Yani kalabalıklar durup dururken, her şey güllük gülistanlıkken sokaklara inmedi. Ki toplumsal bir hareketin ortaya çıkması da öyle kolay değildir. Bu durum bazı noktaların kemiğe dayanması anlamına geliyor.
Buradaki en önemli sebebin “baskı iklimi” olduğu düşüncesindeyim. Özellikle gençlerin en çok belirttiği kavram “baskı”.
Özgürlüklerin giderek tırpanlanmasından çok şikâyetçiler.
Ve asıl yaşanan hukuksuzluklara öfkeliler.
Bir gencimizin şu cümlesi durumu özetliyor aslında… “İçeri onu da, bunu da al ve yeni olan ne varsa kapat”
Öte yandan zaten gençlerin hayatlarında birçok şey yolunda gitmiyor. Ekonomik koşullar malum. Çoğu bu koşullardan çok kötü etkilendiğini belirtiyor. Ama bunun yanında bir umut ışığı da göremediklerini belirtiyorlar.
Onların ifadesiyle ‘bir yerde dayın yoksa’ işe girmen çok zor.
Mülakatta kayırmacılığı da hemen ekliyorlar. Bir anlamda kaynakların hep bir tarafta toplanmasına karşılar.
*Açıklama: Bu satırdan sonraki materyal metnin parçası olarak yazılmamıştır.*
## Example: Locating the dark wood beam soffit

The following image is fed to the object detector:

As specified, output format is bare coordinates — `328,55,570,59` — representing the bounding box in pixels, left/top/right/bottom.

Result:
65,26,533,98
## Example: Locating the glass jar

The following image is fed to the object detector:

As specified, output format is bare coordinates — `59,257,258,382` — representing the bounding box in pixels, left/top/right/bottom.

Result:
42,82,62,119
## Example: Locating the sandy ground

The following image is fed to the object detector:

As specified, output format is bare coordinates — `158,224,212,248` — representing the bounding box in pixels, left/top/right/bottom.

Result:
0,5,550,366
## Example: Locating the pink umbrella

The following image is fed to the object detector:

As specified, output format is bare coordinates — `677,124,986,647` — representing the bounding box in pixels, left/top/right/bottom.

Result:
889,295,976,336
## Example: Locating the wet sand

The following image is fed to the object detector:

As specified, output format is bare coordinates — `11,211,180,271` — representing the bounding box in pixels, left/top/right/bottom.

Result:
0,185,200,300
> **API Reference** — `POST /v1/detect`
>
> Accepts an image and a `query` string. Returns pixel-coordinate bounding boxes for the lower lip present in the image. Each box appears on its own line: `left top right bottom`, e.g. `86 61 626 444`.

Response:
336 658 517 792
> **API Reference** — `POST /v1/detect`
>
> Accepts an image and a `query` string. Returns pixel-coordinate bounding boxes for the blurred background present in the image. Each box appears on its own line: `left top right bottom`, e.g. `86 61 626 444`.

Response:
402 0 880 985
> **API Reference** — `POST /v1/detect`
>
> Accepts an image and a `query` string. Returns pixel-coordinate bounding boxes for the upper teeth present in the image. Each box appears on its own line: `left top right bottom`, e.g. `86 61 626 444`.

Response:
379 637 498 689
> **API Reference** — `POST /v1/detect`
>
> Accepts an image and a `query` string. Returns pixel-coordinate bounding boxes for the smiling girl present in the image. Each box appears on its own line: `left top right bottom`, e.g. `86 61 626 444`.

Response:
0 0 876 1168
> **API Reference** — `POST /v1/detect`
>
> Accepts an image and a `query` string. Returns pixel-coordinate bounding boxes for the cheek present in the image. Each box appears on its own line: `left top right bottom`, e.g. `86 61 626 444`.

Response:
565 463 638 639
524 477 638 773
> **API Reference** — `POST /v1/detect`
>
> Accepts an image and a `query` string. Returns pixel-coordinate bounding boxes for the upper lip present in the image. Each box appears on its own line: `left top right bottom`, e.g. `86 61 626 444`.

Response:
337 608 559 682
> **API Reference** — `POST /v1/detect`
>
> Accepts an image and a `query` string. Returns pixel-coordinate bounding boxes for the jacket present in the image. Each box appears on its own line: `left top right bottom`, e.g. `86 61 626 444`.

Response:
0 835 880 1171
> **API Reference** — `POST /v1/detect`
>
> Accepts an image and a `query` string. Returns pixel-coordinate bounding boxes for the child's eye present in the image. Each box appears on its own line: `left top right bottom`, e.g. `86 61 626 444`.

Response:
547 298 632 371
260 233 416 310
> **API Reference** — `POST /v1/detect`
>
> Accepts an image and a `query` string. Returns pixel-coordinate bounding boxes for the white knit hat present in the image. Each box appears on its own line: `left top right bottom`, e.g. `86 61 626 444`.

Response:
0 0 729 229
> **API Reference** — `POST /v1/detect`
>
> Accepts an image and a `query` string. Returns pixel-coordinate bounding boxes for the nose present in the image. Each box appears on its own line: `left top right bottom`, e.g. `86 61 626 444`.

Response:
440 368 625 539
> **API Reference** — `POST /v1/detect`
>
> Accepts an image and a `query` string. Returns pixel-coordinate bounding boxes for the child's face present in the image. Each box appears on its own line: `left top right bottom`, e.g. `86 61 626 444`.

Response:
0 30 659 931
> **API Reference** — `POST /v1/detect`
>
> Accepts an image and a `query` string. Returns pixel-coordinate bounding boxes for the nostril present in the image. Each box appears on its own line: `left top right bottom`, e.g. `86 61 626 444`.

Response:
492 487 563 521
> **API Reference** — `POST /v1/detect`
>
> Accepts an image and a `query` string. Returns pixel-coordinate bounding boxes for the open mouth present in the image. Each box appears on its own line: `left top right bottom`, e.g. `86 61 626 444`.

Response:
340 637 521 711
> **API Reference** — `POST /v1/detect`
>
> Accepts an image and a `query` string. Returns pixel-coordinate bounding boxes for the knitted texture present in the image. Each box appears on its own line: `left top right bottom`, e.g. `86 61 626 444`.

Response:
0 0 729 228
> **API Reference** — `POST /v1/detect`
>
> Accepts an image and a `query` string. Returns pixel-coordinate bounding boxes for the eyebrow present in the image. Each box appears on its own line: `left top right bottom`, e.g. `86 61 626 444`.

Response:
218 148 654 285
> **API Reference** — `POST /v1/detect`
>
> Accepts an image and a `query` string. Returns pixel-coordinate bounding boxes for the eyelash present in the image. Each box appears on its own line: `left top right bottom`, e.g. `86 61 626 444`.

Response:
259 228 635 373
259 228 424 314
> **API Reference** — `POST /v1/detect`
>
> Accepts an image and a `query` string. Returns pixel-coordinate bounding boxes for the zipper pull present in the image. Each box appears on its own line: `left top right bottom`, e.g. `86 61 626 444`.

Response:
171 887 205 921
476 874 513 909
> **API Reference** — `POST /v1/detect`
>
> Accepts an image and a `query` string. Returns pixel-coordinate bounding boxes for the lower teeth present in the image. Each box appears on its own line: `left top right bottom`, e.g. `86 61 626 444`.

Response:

Kaynakların eşit bir şekilde dağıtılmasını talep ediyorlar.
Kaynak demişken ‘ballı ihaleler, şatafatlı hayatlar’ gibi birçok örnek belirtiliyor.
Yani bu çocuklar gelecekleri için mücadele ediyorlar.
Ve gördüğüm kadarıyla bu sokak hareketleri hemen sönümlenecek gibi durmuyor.
Öte yandan bu olayların başlamasıyla birlikte Mansur Yavaş’a da soruşturma haberleri geldi. Hatta bazı kaynaklarda Yavaş’ın da görevden alınabileceği yorumları yapıldı.
Böyle bir gelişme yaşanır mı bilmiyorum. Yalnız yaşanırsa… Bu sokak hareketlerinin daha da genişleme olasılığının olduğu düşüncesindeyim. Bu noktada seçmen çeşitliliğinin de daha da artacağı düşüncesindeyim. Özetle; İmamoğlu da Yavaş da toplumun sevdiği isimler…
Son olarak şunu da belirtmek isterim:
Sokaklara inen anayasal hakkını kullanan gençlerimiz, evlatlarımız da bizim, polisimiz de bizim.
Biz hep birlikte güçlüyüz...
Bizim şu an yeni yapılan hapishaneler yerine yeni açılan teknoloji üslerini konuşmamız gerekirdi.
Bu bağlamda Bakan Ali Yerlikaya’ya şunu özellikle belirtmek isterim:
Evlatlarımıza, gençlerimize vurulan her jop bizim sırtımıza vuruluyor. Bizim geleceğimize vuruluyor!